East Asia will not forget her indelible contributions to the work of the task force that inaugurated the cooperation of central banks in the region. As a founding member of the Bank for International Settlements (BIS) and co-chair of the Financial Stability Board Consultative Councils for Asia, her influence spanned the entire region.
Perhaps her most enduring contribution to global finance is the growth of Islamic finance. She was active in the creation of the Islamic Finance Services Board, the debate on Shariah compliance of Islamic financial products and services, and the inauguration of the world’s first ever sovereign Sukuk (Islamic bond) by Malaysia.
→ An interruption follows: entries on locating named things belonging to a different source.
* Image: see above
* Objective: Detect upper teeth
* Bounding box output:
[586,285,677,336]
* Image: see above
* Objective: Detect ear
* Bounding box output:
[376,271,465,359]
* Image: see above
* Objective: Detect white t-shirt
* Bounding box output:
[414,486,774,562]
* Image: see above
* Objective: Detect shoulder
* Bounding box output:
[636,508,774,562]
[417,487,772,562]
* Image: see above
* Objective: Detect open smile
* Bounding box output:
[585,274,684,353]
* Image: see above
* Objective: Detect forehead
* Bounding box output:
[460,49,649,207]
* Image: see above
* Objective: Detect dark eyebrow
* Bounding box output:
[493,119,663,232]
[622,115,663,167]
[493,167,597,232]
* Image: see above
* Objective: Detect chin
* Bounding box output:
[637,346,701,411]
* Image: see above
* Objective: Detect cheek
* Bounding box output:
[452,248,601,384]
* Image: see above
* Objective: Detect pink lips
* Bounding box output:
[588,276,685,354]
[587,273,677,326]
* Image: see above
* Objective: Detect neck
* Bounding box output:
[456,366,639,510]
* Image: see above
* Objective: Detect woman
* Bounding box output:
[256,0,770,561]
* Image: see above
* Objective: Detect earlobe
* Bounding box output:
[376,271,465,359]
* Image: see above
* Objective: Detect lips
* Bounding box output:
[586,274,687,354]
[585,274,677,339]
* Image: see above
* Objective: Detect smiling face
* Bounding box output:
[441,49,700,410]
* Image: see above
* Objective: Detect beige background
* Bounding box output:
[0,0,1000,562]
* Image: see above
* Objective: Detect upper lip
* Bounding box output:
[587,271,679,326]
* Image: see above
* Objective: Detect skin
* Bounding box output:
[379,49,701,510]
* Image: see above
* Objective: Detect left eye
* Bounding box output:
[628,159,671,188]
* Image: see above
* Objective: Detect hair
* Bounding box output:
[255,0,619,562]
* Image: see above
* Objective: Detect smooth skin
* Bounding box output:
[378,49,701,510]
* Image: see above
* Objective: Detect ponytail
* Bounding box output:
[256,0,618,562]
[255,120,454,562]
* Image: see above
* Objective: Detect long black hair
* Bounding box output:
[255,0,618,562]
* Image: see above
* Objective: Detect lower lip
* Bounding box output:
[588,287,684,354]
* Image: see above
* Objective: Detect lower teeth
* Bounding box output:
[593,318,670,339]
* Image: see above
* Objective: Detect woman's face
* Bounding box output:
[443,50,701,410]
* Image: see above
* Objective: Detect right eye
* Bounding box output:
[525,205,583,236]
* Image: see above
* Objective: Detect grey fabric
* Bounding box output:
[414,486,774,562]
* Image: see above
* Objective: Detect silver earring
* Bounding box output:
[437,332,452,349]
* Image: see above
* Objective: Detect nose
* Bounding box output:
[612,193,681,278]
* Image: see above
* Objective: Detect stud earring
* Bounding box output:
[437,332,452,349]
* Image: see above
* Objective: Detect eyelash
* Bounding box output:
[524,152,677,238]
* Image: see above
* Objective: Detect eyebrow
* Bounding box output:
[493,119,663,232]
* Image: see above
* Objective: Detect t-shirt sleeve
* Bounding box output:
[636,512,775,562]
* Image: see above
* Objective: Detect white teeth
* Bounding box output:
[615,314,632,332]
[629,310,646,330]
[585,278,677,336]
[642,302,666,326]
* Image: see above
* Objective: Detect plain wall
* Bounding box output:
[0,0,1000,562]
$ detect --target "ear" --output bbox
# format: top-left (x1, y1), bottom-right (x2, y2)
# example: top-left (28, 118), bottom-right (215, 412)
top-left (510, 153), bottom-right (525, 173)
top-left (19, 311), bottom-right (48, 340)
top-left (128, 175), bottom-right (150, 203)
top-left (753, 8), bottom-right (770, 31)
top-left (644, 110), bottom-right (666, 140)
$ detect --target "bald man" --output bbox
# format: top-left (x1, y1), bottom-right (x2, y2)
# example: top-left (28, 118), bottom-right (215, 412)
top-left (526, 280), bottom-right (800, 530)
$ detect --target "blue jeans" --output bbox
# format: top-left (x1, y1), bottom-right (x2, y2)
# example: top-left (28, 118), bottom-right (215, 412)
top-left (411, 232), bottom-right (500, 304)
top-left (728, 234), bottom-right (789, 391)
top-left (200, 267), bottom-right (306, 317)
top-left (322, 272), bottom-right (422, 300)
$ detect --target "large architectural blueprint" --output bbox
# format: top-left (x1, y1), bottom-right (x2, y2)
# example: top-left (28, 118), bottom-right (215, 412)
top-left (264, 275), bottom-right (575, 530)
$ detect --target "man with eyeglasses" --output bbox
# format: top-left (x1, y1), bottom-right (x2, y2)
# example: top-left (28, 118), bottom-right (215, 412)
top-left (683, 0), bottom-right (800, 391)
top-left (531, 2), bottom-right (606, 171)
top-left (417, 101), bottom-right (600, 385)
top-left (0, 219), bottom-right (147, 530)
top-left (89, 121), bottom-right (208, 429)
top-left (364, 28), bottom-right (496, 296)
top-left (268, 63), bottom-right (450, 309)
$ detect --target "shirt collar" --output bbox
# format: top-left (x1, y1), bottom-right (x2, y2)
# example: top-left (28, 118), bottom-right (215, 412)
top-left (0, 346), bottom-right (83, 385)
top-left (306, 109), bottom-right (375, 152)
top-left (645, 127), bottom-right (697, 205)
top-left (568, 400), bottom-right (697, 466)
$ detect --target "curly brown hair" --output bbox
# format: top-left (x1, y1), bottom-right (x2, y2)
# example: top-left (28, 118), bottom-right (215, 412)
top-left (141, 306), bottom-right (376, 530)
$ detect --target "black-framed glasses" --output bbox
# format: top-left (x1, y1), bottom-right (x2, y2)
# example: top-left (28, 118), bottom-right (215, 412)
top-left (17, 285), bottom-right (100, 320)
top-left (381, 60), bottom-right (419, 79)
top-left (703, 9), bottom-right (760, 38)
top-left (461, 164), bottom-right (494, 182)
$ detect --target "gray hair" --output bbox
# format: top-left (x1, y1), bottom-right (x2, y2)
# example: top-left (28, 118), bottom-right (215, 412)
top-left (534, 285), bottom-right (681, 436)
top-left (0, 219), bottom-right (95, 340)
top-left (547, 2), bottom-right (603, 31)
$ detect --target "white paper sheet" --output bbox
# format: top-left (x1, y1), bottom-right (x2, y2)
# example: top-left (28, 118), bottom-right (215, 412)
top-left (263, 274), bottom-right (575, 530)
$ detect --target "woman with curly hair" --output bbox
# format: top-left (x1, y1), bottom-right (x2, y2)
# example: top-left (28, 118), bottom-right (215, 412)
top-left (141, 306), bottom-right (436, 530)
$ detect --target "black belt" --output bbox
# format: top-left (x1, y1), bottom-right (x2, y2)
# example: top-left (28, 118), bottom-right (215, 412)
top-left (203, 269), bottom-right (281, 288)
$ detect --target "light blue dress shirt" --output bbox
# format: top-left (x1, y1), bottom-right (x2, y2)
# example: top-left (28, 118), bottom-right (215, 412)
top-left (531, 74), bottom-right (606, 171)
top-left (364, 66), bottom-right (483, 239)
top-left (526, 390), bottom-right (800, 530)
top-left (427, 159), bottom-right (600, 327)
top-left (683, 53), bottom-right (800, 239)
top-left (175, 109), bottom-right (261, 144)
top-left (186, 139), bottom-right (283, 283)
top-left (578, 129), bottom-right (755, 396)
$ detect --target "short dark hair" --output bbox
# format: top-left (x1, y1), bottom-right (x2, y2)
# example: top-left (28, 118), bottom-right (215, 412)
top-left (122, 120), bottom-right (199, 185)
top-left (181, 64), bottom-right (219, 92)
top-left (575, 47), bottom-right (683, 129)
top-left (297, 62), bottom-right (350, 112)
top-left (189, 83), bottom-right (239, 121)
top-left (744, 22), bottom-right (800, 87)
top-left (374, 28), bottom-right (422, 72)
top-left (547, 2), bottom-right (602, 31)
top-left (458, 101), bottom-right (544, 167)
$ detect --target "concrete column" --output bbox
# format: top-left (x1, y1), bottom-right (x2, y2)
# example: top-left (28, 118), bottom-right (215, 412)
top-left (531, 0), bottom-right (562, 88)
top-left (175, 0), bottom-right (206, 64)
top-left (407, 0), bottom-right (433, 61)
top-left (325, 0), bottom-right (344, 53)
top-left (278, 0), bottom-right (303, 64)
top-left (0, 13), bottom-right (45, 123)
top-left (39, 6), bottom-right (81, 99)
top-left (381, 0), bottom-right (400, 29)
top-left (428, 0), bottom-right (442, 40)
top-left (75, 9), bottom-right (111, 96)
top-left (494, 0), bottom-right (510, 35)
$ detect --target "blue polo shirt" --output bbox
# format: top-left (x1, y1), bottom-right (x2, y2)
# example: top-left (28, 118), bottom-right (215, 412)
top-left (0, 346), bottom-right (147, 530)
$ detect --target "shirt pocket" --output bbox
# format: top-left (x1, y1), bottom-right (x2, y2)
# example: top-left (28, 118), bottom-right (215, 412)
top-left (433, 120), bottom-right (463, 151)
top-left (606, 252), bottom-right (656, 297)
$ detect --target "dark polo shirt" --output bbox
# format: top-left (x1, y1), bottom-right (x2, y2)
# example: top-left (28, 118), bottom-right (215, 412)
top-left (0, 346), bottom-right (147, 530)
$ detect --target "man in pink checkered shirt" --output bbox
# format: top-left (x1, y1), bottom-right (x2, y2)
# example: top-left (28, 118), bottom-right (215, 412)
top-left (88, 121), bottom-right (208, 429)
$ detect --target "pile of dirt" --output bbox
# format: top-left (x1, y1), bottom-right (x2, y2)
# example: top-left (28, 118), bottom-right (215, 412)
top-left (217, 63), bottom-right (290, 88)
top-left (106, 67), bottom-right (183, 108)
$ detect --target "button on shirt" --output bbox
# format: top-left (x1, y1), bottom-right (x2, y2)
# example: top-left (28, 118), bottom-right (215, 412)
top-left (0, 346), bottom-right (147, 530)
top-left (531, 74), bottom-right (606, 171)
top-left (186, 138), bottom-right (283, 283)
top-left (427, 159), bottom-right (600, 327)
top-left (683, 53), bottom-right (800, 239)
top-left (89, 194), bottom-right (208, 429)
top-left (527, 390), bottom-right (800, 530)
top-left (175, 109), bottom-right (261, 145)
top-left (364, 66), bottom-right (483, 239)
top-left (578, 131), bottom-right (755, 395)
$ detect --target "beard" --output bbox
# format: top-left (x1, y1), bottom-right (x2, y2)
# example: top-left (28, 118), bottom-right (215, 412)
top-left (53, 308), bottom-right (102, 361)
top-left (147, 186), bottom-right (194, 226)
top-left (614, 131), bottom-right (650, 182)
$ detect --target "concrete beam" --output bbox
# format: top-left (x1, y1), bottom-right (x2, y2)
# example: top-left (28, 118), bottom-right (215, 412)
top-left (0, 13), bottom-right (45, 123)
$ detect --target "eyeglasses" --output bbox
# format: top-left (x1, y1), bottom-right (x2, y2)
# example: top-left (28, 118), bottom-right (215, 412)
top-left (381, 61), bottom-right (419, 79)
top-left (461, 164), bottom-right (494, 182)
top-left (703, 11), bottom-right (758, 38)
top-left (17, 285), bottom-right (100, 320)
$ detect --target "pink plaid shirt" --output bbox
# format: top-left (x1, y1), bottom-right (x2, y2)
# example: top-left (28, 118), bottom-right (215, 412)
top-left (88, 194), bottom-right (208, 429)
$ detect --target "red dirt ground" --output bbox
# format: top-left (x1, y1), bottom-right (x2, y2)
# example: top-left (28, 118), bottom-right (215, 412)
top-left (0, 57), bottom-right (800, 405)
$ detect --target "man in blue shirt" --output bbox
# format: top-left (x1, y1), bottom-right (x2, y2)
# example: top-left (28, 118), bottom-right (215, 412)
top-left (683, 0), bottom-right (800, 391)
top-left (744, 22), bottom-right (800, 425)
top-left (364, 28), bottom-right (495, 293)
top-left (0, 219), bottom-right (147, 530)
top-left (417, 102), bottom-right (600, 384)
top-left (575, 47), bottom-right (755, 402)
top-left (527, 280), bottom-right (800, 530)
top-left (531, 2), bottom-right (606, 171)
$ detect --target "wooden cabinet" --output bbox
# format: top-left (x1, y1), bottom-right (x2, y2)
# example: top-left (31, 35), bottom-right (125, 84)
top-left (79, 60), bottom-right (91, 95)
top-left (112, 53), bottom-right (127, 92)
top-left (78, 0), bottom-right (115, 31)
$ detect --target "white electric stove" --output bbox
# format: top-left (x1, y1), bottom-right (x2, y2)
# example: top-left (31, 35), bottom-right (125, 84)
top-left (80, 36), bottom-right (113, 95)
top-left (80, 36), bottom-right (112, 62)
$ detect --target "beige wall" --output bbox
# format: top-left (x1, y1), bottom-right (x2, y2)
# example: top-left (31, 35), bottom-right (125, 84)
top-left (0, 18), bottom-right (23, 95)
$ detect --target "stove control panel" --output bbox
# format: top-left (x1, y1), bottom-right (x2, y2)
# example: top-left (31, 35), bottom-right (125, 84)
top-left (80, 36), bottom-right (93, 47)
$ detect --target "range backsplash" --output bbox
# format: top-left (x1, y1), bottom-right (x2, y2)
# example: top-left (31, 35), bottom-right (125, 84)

Islamic finance currently accounts for more than 11 percent of the volume of operations in the country’s financial system.
A couple of years after stepping down from the Governor’s perch in Bank Negara, the Royal Patron for Malaysia’s Islamic Finance Initiative, His Royal Highness Sultan Nazrin Muizzudd in Shah, conferred on Dr. Aziz the Royal Award for Islamic Finance. The citation lauded “her achievements and exceptional leadership in expanding the frontiers of Islamic finance in the domestic and global financial arenas.”
Much earlier on, not long into her 16-year tenure at Malaysia’s central bank, Dr. Aziz earned the reputation of a tough regulator. Yet she is renowned as a focused intellectual. Her PhD dissertation on Capital Flows and their Implications on Policy resonates with diverse segments of the financial world. And that is not surprising; Dr. Aziz is the daughter of renowned Royal Prof. Ungku Aziz Ungku Abdul Hamid, former Vice Chancellor of the University of Malaysia.
For her numerous contributions to exchange rate management, capital markets, and global finance in general, an international publication awarded Dr. Aziz its 2005 Central Bank Governor Prize. She had so impressed modern Malaysia’s globally recognised builder, Dr Mahathir Mohamad, who appointed her into the Council of Eminent Persons in his second tour of duty as Prime Minister when he returned to power in 2018, after a 15-year retirement from the same office. Expectedly, she served as the government’s distinguished adviser on economic and financial matters.